ECLI:NL:CRVB:2016:2053
Centrale Raad van Beroep
- Hoger beroep
- Rechtspraak.nl
Hoger beroep inzake intrekking ZW-uitkering en geschiktheid eigen arbeid
In deze zaak gaat het om een hoger beroep van appellant tegen de uitspraak van de rechtbank Amsterdam, waarin de intrekking van zijn Ziektewet (ZW)-uitkering werd bevestigd. Appellant had zich op 6 maart 2013 ziek gemeld terwijl hij een uitkering ontving op basis van de Werkloosheidswet (WW). Het Uitvoeringsinstituut werknemersverzekeringen (Uwv) beëindigde zijn ZW-uitkering per 7 november 2013, omdat hij weer in staat werd geacht zijn eigen arbeid als schoonmaker te verrichten. Dit besluit was gebaseerd op een rapport van een verzekeringsarts van 31 oktober 2013.
Appellant maakte bezwaar tegen dit besluit, maar het Uwv verklaarde dit bezwaar ongegrond op 3 februari 2014. De rechtbank Amsterdam oordeelde vervolgens dat het beroep van appellant tegen dit besluit ongegrond was, omdat er geen twijfel bestond over de zorgvuldigheid van het medisch onderzoek dat door het Uwv was uitgevoerd.
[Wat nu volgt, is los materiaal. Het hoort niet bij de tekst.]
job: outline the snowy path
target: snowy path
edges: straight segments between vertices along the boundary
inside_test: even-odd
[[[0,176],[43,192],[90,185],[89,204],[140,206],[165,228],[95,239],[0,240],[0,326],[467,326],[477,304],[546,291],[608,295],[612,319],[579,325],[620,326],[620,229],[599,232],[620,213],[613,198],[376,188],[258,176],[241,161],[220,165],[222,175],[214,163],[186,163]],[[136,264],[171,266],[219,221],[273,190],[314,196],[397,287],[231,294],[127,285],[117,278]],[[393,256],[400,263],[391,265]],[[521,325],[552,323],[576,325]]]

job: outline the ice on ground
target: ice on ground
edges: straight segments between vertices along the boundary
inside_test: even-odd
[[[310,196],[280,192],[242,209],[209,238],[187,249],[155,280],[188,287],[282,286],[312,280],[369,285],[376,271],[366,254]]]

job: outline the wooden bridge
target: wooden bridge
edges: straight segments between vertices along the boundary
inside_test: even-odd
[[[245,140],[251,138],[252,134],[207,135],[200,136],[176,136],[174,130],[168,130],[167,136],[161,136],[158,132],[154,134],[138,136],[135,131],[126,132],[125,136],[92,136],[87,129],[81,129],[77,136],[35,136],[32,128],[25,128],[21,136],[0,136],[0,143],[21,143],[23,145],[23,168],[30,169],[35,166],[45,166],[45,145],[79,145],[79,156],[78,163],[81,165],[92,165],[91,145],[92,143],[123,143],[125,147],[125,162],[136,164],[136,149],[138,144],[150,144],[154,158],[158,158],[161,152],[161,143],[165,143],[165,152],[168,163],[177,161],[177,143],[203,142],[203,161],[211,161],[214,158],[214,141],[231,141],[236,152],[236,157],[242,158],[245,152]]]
Appellant had zijn standpunt niet met medische stukken onderbouwd.
In hoger beroep voerde appellant aan dat hij zijn rechterhand moeilijk kan gebruiken door een malletvinger en dat onvoldoende was onderzocht of hij de schrobmachine, die hij bij zijn werkzaamheden gebruikte, nog kan hanteren. De Centrale Raad van Beroep heeft de ingediende medische stukken beoordeeld en geconcludeerd dat er geen verdergaande problemen aan de rechterarm van appellant zijn. De rapporten van de verzekeringsarts bezwaar en beroep gaven voldoende onderbouwing voor de conclusie dat appellant in staat is zijn werkzaamheden als schoonmaker te verrichten.
De Raad heeft het hoger beroep afgewezen en de uitspraak van de rechtbank bevestigd. Er was geen aanleiding voor een proceskostenveroordeling. De uitspraak werd gedaan door E.W. Akkerman, in tegenwoordigheid van griffier V. van Rij, en werd openbaar uitgesproken op 1 juni 2016.